Daniel Compagnon a aussi bien mis en avant combien la Somalie est « divisée », entre le territoire comprenant Mogadiscio, celui comprenant Kismayo, Somaliland (République secessionniste), Puntland (autonome). Mais en plus, sa société est caractérisée par « une situation en peau de léopard, complexe », du fait du lignage agnatique, qui ne permet aucune stabilité en terme d’alliance politique, selon Daniel Compagnon.
J’ai aussi retenu un nom : Mahamed Siyaad Barre, qui fut le président de la République démocratique somalienne de 1969 à 1991, année de sa destitution. Pour Daniel Compagnon, ce dernier a été le « fossoyeur de l’Etat » : « Le régime de Siyaad Barre a détruit l’Etat de l’intérieur ».
Et d’ajouter que Siyaad Barre a « manipulé les appartenances claniques », mais aussi a « massacré (des habitants) dans son coin » et « tout le monde s’en fichait », car c’était durant la guerre froide. Daniel Compagnon a néanmoins précisé qu’en Somalie « la guerre civile a commencé avant la chute du régime de Siyaad Barre ».
Daniel Compagnon a particulièrement évoqué les interventions extérieures. Les Ethiopiens sont intervenus militairement en 2006 en Somalie parce qu’y était apparue une opposition venant d’organisations islamistes (Union des tribunaux islamistes) qui voulait prendre le contrôle politique. C’est cette intervention qui aurait entraîné la création d’un groupe islamiste plus radical, Al-Shabab. Les Kenyans sont aussi intervenus dans le Sud en 2011 pour contrer le projet d’Al-Shabab d’étendre la domination islamiste dans toute la région.

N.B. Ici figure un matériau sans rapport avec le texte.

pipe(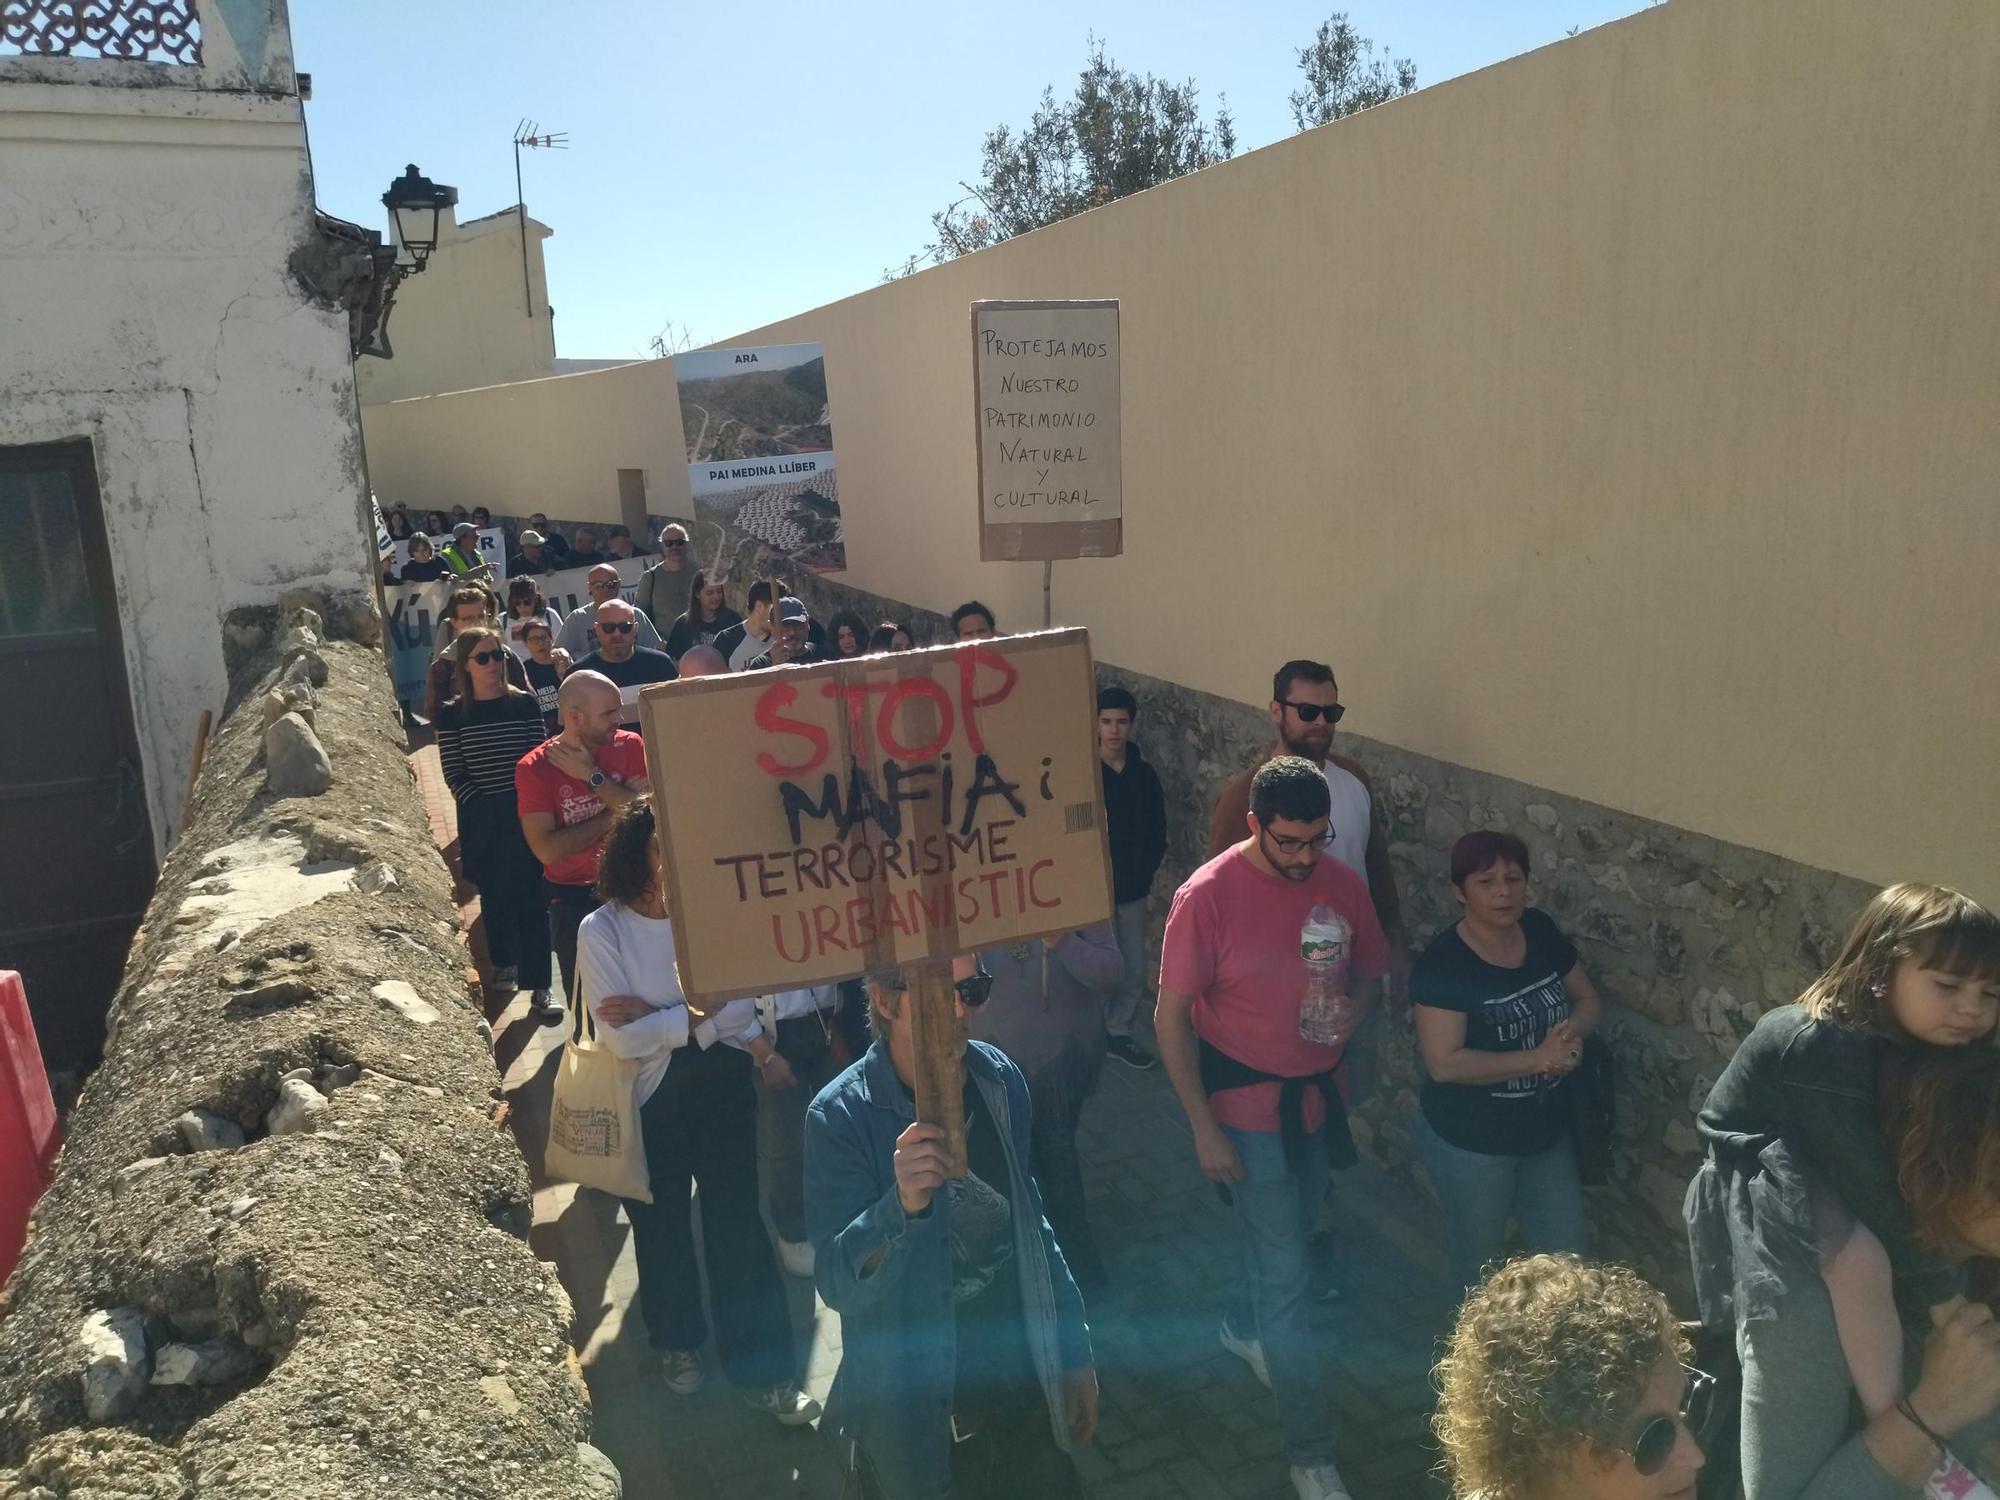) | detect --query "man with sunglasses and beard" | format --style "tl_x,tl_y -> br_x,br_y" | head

Ce qui m’a le plus interpelé est le « rôle » joué par les Occidentaux dans la dégradation de la situation en Somalie. « Tout ce qui a été fait en terme d’intervention a plutôt été néfaste » a souligné Daniel Compagnon qui a notamment pointé du doigt l’United Task Force (UNITAF), la force militaire internationale sous le commandement des Etats-Unis qui a compté jusqu’à 37 000 hommes venant d’une vingtaine de nations au pic du déploiement et qui a été cantonnée à un rôle humanitaire, alors qu’à une période donnée, elle aurait pu être chargée de désarmer les factions locales.

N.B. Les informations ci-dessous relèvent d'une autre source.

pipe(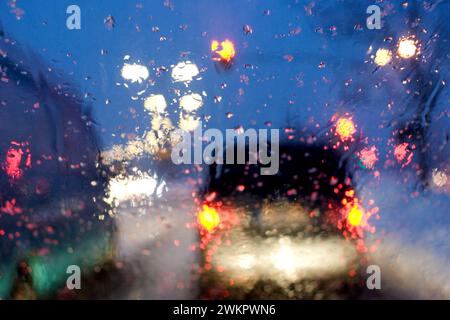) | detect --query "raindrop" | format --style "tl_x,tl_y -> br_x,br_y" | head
104,15 -> 115,30
243,25 -> 253,35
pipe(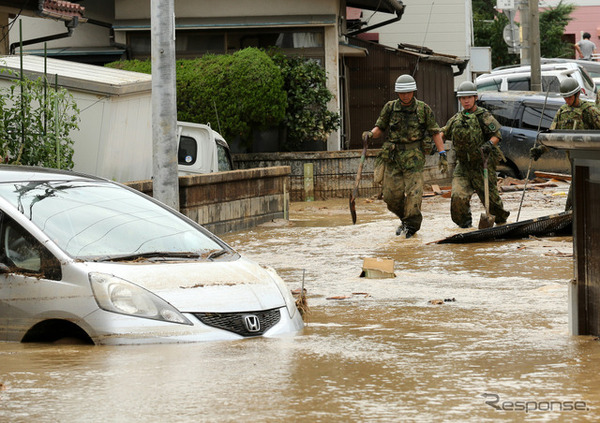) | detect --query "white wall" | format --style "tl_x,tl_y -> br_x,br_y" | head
359,0 -> 472,88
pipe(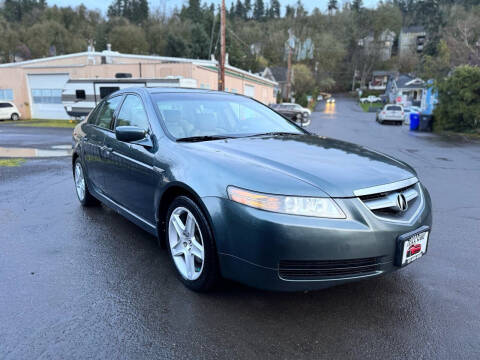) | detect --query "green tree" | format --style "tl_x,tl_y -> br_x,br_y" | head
234,0 -> 246,19
285,5 -> 295,17
108,0 -> 149,24
293,63 -> 315,98
180,0 -> 202,23
2,0 -> 46,22
420,40 -> 451,80
270,0 -> 280,18
328,0 -> 338,14
434,65 -> 480,132
0,18 -> 19,62
351,0 -> 363,12
24,20 -> 85,58
244,0 -> 252,18
109,23 -> 148,53
253,0 -> 265,20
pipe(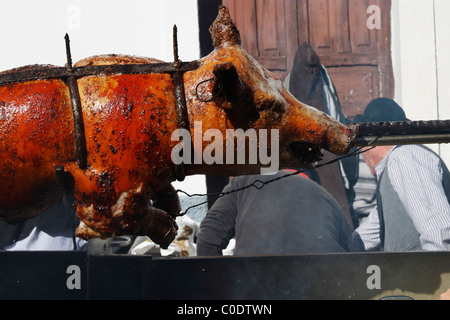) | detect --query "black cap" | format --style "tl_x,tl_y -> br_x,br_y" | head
354,98 -> 409,123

Autre intervention critiquée par Daniel Compagnon : l’Opération des Nations Unies en Somalie (ONUSOM) qui aurait ainsi « accumulé les erreurs », notamment en prenant le parti de Ali Mahdi, président auto-proclamé, en initiant un processus de réconciliation politique qui a débouché sur la multiplication par 8 des factions somaliennes ( de 3 en 1991 à 24 en 1994).
Bien sûr, je ne peux rapporter tout ce qui s’est dit dans cette conférence qui était d’une grande richesse et qui m’a laissé avec beaucoup d’interrogations sur la Somalie, sur les solutions pour ce pays. Pour finir, ce billet en deux volets, je ne pouvais ne pas citer cette réflexion de Daniel Compagnon à propos du développement des actes de piraterie maritime au large de la Somalie :
« Au final, les pirates sont des entrepreneurs qui se sont dits qu’au lieu de pêcher des poissons qu’ils ne peuvent vendre à personne, ils allaient pêcher des bateaux. »
Billet publié en 2013 sur mon précédent blog.